College of Computer Science and Electronic Engineering, Hunan University, Changsha 410083, China.
Brief Bioinform. 2024 Sep 23;25(6). doi: 10.1093/bib/bbae578.
Spatial transcriptomics technologies enable the generation of gene expression profiles while preserving spatial context, providing the potential for in-depth understanding of spatial-specific tissue heterogeneity. Leveraging gene and spatial data effectively is fundamental to accurately identifying spatial domains in spatial transcriptomics analysis. However, many existing methods have not yet fully exploited the local neighborhood details within spatial information. To address this issue, we introduce SpaGIC, a novel graph-based deep learning framework integrating graph convolutional networks and self-supervised contrastive learning techniques. SpaGIC learns meaningful latent embeddings of spots by maximizing both edge-wise and local neighborhood-wise mutual information of graph structures, as well as minimizing the embedding distance between spatially adjacent spots. We evaluated SpaGIC on seven spatial transcriptomics datasets across various technology platforms. The experimental results demonstrated that SpaGIC consistently outperformed existing state-of-the-art methods in several tasks, such as spatial domain identification, data denoising, visualization, and trajectory inference. Additionally, SpaGIC is capable of performing joint analyses of multiple slices, further underscoring its versatility and effectiveness in spatial transcriptomics research.
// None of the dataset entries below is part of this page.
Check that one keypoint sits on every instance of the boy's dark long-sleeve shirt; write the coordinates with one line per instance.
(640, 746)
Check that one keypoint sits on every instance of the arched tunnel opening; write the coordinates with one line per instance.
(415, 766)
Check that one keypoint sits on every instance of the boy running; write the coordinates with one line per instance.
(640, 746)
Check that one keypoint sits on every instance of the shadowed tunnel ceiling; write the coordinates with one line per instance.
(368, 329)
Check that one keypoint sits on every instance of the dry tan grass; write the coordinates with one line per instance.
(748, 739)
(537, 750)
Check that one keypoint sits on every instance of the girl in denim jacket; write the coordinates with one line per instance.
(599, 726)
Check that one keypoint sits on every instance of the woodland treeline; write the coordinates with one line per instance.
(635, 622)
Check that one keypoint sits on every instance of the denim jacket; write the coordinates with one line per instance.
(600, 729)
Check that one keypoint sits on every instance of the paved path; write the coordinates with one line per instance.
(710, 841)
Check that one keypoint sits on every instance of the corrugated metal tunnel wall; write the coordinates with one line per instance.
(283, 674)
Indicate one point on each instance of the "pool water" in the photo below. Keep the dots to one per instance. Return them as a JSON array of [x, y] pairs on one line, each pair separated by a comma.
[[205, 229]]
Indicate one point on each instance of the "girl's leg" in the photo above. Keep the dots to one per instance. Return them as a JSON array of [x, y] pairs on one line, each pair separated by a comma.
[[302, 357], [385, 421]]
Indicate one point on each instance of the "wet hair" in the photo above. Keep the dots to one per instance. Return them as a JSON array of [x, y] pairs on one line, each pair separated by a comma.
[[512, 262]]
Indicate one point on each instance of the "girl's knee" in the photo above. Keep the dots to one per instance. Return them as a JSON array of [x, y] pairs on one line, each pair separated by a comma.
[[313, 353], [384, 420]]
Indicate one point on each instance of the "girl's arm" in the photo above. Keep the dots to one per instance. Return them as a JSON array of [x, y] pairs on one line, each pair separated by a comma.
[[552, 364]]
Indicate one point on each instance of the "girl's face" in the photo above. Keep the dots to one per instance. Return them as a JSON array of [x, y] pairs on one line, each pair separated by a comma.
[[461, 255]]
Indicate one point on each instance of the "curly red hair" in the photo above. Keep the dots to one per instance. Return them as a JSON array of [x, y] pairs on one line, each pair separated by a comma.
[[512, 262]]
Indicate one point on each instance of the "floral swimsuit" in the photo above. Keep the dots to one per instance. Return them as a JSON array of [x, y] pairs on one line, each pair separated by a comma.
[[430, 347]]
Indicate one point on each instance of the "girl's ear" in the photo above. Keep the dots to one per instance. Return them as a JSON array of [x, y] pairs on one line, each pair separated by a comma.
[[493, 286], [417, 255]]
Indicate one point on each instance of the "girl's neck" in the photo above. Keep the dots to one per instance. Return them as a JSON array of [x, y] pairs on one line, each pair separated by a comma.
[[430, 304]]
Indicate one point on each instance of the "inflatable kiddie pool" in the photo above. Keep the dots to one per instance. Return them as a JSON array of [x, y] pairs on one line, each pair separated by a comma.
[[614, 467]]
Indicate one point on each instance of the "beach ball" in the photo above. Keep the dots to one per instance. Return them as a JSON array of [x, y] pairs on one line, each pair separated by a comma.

空间转录组学技术能够在保留空间背景的同时生成基因表达谱,从而有潜力深入了解空间特异性组织异质性。有效地利用基因和空间数据对于在空间转录组学分析中准确识别空间域至关重要。然而,许多现有的方法尚未充分利用空间信息中的局部邻域细节。为了解决这个问题,我们引入了 SpaGIC,这是一种基于图的深度学习框架,集成了图卷积网络和自监督对比学习技术。SpaGIC 通过最大化图结构的边和局部邻域的互信息以及最小化空间相邻点之间的嵌入距离,来学习有意义的斑点潜在嵌入。我们在七个不同技术平台的空间转录组学数据集上评估了 SpaGIC。实验结果表明,SpaGIC 在多个任务中,如空间域识别、数据去噪、可视化和轨迹推断等方面,始终优于现有的最先进方法。此外,SpaGIC 能够对多个切片进行联合分析,进一步突出了其在空间转录组学研究中的多功能性和有效性。